L’impensé du « refinancement »

Depuis 1989, la LSF, qui régit les moyens qui servent à finan­cer les poli­tiques dans les Com­mu­nau­tés et les Régions, a mobi­li­sé les ensei­gnants, les étu­diants et les tra­vailleurs du sec­teur non mar­chand en Wal­lo­nie et à Bruxelles. Dans le monde fran­co­phone, il a ain­si été com­mu­né­ment admis que les négo­cia­teurs de la pre­mière ver­sion de la loi votée en 1989 se seraient « fait avoir » par Jean-Luc Dehaene et qu’ils auraient sous-esti­mé les besoins de l’enseignement francophone.

Et si une autre ver­sion de cette his­toire finis­sait par pré­va­loir ? Celle-ci éta­bli­rait qu’en réa­li­té, Gérard Deprez et Guy Spi­taels n’auraient pas si mal bos­sé en 1988. Ils se seraient certes trom­pés sur l’évolution démo­gra­phique fran­co­phone, plus favo­rable qu’ils ne l’avaient pré­vu, mais ils auraient aus­si et sur­tout obte­nu un bon méca­nisme de soli­da­ri­té de nature à limi­ter for­te­ment l’impact du dif­fé­ren­tiel de PIB entre les Régions. Mais du coup, ils auraient aus­si dis­si­mu­lé aux yeux de tous ceux qui sont finan­cés par cette loi, l’ampleur de cette « dépen­dance ». En Com­mu­nau­té fran­çaise, la reven­di­ca­tion du refi­nan­ce­ment qui a scan­dé toutes les années nonante a été en grande par­tie construite sur ce déni (ou sur le refou­le­ment) de l’ampleur de la soli­da­ri­té Nord-Sud.
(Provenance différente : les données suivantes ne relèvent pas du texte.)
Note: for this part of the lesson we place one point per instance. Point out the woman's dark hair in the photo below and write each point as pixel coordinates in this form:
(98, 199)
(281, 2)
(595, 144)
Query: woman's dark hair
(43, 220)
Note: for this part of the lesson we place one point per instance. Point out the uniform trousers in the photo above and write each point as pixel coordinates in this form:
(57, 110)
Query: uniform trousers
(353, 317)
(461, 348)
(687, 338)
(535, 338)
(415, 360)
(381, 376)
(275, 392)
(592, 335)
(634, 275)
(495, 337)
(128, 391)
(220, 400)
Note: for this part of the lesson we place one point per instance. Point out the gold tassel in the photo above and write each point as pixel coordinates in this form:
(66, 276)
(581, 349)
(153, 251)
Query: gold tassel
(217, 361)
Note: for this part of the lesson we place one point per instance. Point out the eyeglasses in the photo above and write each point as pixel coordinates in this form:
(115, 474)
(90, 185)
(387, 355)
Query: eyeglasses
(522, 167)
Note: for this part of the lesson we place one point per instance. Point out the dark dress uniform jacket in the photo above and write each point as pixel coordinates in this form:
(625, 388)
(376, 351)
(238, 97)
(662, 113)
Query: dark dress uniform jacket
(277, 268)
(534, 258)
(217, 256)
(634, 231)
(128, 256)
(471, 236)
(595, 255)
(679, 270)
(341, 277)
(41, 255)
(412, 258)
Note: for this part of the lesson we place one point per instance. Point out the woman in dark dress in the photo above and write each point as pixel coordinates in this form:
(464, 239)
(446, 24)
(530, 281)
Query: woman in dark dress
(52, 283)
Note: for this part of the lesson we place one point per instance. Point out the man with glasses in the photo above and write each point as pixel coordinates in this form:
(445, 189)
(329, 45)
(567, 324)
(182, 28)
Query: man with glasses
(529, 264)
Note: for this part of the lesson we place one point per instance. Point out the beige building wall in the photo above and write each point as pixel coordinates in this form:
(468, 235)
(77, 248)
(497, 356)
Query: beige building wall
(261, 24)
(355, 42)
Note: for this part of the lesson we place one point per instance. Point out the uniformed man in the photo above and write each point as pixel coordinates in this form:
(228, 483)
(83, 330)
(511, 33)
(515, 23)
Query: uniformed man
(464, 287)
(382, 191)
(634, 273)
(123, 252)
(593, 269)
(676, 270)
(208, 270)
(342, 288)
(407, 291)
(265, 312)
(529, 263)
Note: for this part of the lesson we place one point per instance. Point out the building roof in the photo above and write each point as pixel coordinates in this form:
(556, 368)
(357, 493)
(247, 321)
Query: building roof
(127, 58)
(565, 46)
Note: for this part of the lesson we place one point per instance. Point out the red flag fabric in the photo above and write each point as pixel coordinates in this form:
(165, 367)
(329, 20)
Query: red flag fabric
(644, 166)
Elle a accré­di­té l’idée que c’était l’ensemble du sec­teur non mar­chand belge qui était pareille­ment sous-finan­cé, alors que du côté fla­mand pré­ci­sé­ment, le dif­fé­ren­tiel de PIB per­met­tait de finan­cer, par exemple des aug­men­ta­tions sala­riales incon­ce­vables du côté fran­co­phone. Du côté fran­co­phone encore, la cou­pure Com­mu­nau­té-Région a par ailleurs ren­for­cé un sen­ti­ment que, de toutes les manières, un refi­nan­ce­ment fini­rait bien par cou­ler de « quelque part », sans qu’il soit jamais néces­saire de s’interroger en pro­fon­deur sur la bonne affec­ta­tion des deniers publics en Wal­lo­nie et à Bruxelles.

Funeste mythologie

En octobre 2010, c’est une bonne par­tie de cette « mytho­lo­gie du refi­nan­ce­ment » qui a com­men­cé à se fen­diller. La dif­fi­cul­té à le recon­naitre explique en par­tie l’entêtement de toute la classe poli­tique et des médias fran­co­phones. Et cet entê­te­ment a quelque chose de pro­fon­dé­ment anthro­po­lo­gique. Comme le dit Mar­cel Mauss, « le don non ren­du rend encore infé­rieur celui qui l’a accep­té, sur­tout quand il est reçu sans esprit de retour ». Autre­ment dit, au risque de perdre col­lec­ti­ve­ment la face, les fran­co­phones seraient obli­gés de nier ouver­te­ment l’ampleur de trans­ferts qu’ils ne seraient pas capables de rendre réver­sibles, d’autant plus qu’il n’y a pas d’accord entre com­mu­nau­tés sur la réa­li­té et l’ampleur des trans­ferts dont a béné­fi­cié la Flandre depuis la créa­tion de la Bel­gique. D’où aus­si le carac­tère lit­té­ra­le­ment insup­por­table pour des par­tis fla­mands des accu­sa­tions de déni de soli­da­ri­té lan­cées par les par­tis francophones.

Ignorances capitales

Tout le monde le sait, mais per­sonne ne l’assume, dans les trans­ferts d’argent, il y a tou­jours plus que de l’argent qui cir­cule. Il y a aus­si de la recon­nais­sance, de l’endettement sym­bo­lique. Et ce que l’un dit sur la situa­tion de l’autre a par­fois quelque chose de pro­pre­ment insup­por­table. C’est aus­si le cas dans le « débat » (si on peut uti­li­ser ce terme) sur Bruxelles où la mécon­nais­sance n’est jamais très éloi­gnée du mépris. À l’indolence de cer­tains par­tis fran­co­phones selon les­quels, fina­le­ment, la struc­ture ins­ti­tu­tion­nelle de Bruxelles ain­si que le fonc­tion­ne­ment concret des ins­ti­tu­tions bruxel­loises ne doivent pas faire l’objet d’une amé­lio­ra­tion radi­cale, s’oppose le cli­ché culti­vé dans les par­tis et les médias fla­mands d’une capi­tale mal gérée, peu­plée de baron­nets incom­pé­tents, juchés, les doigts dans les oreilles sur un baril de poudre sociale. Et du coup, le refus des seconds de prendre en compte les énormes besoins finan­ciers d’une capi­tale jusqu’ici com­mune a quelque chose de lit­té­ra­le­ment insup­por­table pour les pre­miers, comme pour tous ceux qui éprouvent au quo­ti­dien les besoins criants de la grande ville, par exemple, les tra­vailleurs sociaux dans les CPAS.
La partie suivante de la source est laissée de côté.